No use giving the opposition a free ride. You know, just in case.
Our saddle bags bulged, so did the rolls lashed behind the cantles, and every horse carried not one but two rifles.
For sidearms, we’d gone with the venerable 1911 ACP, though Sissy’s and mine were Kimbers while Jack carried not one but two, and both of them Colts…which he’d most likely owned since long before Kimber existed.
What we were doing was, of course, 1,000% illegal. Vigilante justice, pure, simple, and raw. If the law enforcement community got wise to us in any way, shape, or form, it would be all over but the sentencing. On the other hand, we’d tried it the legal way, and what being all law abiding had gotten us was a dead Sam Trace.
Lord, I missed that man.
On the way up the slope toward the treeline, we stopped for a moment, turned in our saddles to look out over the ranch, taking in the smoke rising from the chimneys, the lights from the windows as night prepared to flee the onslaught of the day. It might, we knew, be the last time we’d be alive to see it. This wasn’t exactly no John Kerry duck hunting trip during the 2004 Presidential election, with a borrowed gun and a borrowed vest. This was real. This was playing for keeps.

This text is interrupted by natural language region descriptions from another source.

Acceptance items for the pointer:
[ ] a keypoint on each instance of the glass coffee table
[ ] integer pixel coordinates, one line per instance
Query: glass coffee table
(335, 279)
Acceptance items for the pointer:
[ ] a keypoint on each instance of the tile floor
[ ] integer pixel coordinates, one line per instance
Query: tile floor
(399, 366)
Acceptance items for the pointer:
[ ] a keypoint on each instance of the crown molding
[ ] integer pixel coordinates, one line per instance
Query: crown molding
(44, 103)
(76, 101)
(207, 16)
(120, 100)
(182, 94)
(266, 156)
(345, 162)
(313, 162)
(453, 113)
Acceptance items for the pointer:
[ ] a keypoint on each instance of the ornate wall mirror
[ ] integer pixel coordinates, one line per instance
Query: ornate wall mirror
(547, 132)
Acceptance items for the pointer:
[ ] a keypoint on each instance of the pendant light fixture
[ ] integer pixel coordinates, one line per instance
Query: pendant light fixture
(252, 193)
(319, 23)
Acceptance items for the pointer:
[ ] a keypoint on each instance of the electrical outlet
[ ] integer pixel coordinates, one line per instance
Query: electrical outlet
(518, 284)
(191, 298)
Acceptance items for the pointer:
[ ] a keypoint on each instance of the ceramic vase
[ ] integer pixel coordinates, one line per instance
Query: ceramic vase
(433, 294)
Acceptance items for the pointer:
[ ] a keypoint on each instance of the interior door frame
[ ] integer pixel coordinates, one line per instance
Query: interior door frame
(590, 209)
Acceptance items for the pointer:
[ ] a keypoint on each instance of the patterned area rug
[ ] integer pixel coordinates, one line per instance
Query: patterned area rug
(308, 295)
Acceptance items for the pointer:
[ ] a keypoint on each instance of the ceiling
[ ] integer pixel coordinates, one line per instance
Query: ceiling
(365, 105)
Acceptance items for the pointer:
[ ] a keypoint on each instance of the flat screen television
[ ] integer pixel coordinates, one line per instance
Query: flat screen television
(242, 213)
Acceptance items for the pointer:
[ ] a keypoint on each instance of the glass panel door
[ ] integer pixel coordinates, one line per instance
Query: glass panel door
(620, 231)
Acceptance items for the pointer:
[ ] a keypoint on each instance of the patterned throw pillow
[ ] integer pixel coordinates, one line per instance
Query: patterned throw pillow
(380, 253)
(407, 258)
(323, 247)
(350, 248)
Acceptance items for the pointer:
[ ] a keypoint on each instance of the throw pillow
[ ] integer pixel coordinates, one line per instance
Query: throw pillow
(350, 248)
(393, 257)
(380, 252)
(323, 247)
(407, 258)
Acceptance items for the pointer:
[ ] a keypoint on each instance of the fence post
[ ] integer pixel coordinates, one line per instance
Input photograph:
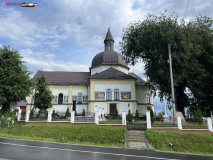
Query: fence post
(209, 124)
(50, 111)
(27, 116)
(148, 120)
(72, 118)
(19, 114)
(179, 123)
(123, 118)
(96, 117)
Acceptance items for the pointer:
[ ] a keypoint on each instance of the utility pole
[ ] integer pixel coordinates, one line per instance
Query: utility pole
(172, 84)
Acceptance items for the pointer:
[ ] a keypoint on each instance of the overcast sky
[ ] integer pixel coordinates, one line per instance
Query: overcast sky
(65, 35)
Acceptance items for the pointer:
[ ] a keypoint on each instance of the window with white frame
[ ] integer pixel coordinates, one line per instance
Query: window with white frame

We turned away from the gray-light view. Old Jack Hill spoke softly. “What’s the code?”
Sissy and I answered just as softly, in unision. “Shoot, shovel, and shut up.”
We shifted our horses a bit, leaned sideways out of our saddles to stack our right hands, mine over Sissy’s over Jack’s.
Then we eased on up into the trees, moving in ghostly silence through the snow-softened forest, swallowed from the sight of civilized man as if we’d never been.